Radboud University Medical Center Nijmegen
EDL P16-25 P5: Deep Learning for Human and Animal Health (HAAH)
Automated scoring of nuclear pleomorphism scoring as a spectrum in whole-slide breast images.
In routine clinical practice, pathologists score nuclear pleomorphism as 1 (no change), 2 (moderate) or 3 (marked) as per the breast cancer grading guidelines in an effort to quantify the qualitative analysis of the extent of abnormalities in the appearance of tumor nuclei. Moreover, this classification rule enforces a single numerical pleomorphism score for the entirety of a whole-slide image which may contain multiple tumor regions with varying tumor morphology. As a consequence, pathologist agreement is poor, and nuclear pleomorphism is the most subjective component of the breast cancer grading criteria.
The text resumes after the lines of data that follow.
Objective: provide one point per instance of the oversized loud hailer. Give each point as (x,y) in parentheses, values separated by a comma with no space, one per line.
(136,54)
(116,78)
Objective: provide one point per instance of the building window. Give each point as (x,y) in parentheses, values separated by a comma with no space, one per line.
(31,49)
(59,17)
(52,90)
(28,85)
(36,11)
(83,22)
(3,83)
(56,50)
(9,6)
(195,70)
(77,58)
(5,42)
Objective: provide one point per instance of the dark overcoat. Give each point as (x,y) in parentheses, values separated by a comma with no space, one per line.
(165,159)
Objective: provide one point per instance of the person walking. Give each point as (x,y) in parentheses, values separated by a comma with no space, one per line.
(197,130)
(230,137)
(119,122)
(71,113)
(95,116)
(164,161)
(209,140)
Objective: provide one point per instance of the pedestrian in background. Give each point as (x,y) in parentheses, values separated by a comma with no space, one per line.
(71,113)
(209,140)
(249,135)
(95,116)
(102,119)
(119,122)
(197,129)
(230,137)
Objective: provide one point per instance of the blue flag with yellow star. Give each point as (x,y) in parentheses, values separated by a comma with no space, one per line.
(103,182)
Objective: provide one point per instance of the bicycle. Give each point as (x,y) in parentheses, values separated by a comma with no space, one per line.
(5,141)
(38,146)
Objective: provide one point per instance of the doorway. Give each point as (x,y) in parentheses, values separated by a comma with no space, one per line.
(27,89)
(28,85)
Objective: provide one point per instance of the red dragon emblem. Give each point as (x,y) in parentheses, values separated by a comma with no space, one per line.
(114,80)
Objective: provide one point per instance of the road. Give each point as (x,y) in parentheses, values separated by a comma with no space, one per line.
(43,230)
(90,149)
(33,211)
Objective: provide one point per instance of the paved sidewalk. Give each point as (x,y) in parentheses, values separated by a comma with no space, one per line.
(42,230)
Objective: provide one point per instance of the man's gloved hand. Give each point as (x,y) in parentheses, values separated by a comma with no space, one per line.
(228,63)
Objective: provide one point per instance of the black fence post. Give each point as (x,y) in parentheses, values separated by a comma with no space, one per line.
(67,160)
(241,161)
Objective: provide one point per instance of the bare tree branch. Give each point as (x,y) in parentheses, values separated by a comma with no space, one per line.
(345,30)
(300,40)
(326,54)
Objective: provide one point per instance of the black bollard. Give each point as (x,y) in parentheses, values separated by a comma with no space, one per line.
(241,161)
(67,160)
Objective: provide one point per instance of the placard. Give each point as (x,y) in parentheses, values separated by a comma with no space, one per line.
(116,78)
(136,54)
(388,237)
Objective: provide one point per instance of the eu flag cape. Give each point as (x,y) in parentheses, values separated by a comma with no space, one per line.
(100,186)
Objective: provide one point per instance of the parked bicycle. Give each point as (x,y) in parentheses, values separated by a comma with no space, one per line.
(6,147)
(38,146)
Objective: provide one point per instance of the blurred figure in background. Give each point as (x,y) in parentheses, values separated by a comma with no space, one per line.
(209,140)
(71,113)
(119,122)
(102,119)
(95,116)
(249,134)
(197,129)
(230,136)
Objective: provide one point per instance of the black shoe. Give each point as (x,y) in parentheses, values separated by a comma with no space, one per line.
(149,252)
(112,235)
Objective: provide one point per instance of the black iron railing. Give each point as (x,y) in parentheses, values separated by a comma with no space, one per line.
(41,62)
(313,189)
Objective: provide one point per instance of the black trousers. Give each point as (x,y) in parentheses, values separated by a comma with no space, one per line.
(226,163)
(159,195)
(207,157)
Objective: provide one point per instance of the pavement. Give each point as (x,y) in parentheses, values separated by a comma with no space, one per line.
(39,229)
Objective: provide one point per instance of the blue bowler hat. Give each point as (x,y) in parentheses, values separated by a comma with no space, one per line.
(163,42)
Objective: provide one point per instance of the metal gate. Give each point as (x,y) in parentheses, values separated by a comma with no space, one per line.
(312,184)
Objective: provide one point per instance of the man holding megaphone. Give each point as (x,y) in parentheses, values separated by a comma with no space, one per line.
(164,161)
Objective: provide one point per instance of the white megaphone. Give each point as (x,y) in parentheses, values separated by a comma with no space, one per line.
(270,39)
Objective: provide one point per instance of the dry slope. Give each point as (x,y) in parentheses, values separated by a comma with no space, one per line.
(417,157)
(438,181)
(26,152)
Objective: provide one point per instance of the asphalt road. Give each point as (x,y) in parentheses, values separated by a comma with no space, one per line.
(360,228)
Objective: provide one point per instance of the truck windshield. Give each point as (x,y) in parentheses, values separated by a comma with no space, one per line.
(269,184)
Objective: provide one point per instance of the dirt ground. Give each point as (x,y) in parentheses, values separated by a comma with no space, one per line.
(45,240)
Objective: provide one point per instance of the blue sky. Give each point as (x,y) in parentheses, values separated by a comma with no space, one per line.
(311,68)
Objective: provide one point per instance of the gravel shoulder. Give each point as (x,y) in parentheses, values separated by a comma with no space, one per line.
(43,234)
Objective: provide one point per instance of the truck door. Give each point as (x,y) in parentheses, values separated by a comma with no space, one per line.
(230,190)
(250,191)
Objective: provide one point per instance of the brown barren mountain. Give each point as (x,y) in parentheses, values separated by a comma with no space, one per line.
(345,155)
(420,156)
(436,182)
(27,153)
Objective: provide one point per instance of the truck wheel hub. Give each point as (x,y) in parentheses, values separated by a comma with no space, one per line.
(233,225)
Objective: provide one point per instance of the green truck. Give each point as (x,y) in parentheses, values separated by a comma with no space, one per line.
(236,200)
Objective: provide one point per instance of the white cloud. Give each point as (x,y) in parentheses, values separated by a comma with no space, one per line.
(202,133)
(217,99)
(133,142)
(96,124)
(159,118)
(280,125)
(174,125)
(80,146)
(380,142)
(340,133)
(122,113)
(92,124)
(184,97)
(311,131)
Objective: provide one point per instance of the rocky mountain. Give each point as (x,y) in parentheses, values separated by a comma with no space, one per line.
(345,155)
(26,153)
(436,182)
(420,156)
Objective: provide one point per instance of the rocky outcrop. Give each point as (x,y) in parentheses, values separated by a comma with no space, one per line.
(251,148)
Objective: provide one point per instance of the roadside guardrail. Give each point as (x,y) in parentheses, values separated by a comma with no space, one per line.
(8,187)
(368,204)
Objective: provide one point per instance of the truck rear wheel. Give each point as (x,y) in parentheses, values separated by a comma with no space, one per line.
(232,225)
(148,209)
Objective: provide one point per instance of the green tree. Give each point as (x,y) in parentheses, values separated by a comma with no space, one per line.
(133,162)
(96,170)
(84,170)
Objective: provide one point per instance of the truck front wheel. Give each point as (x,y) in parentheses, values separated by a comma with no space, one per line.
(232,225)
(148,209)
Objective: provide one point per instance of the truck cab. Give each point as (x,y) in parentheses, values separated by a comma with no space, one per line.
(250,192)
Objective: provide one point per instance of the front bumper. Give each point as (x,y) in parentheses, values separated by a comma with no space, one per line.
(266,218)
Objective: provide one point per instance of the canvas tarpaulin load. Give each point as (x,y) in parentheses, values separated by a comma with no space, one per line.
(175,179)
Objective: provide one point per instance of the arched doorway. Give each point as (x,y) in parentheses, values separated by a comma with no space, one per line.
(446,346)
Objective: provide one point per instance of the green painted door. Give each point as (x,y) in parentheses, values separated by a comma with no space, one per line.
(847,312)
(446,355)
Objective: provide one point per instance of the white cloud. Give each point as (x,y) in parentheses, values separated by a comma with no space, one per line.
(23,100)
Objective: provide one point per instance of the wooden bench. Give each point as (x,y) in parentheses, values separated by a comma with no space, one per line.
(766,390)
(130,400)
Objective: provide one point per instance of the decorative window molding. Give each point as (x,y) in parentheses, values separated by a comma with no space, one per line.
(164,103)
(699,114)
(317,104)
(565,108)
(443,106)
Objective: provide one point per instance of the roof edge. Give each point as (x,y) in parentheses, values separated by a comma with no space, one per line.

In this project, we prove that this inherently continuous nature of nuclear pleomorphism can fully be realized through training deep learning models without time-consuming nuclei-level annotations by pathologists which is one of the key limiting factors in computational pathology. Our approach is capable of scoring a continuous spectrum of nuclear pleomorphism on whole-slide images, enabling an unprecedented way of analyzing the pleomorphism continuum in whole-slide images without observer subjectivity as well as guiding sampling for molecular testing by informing the evolution of tumor biology. Through multiple experiments, we also demonstrate that our deep learning model performs as well as the top-level performing pathologists when the continuous scores are translated into the traditional three-category classification.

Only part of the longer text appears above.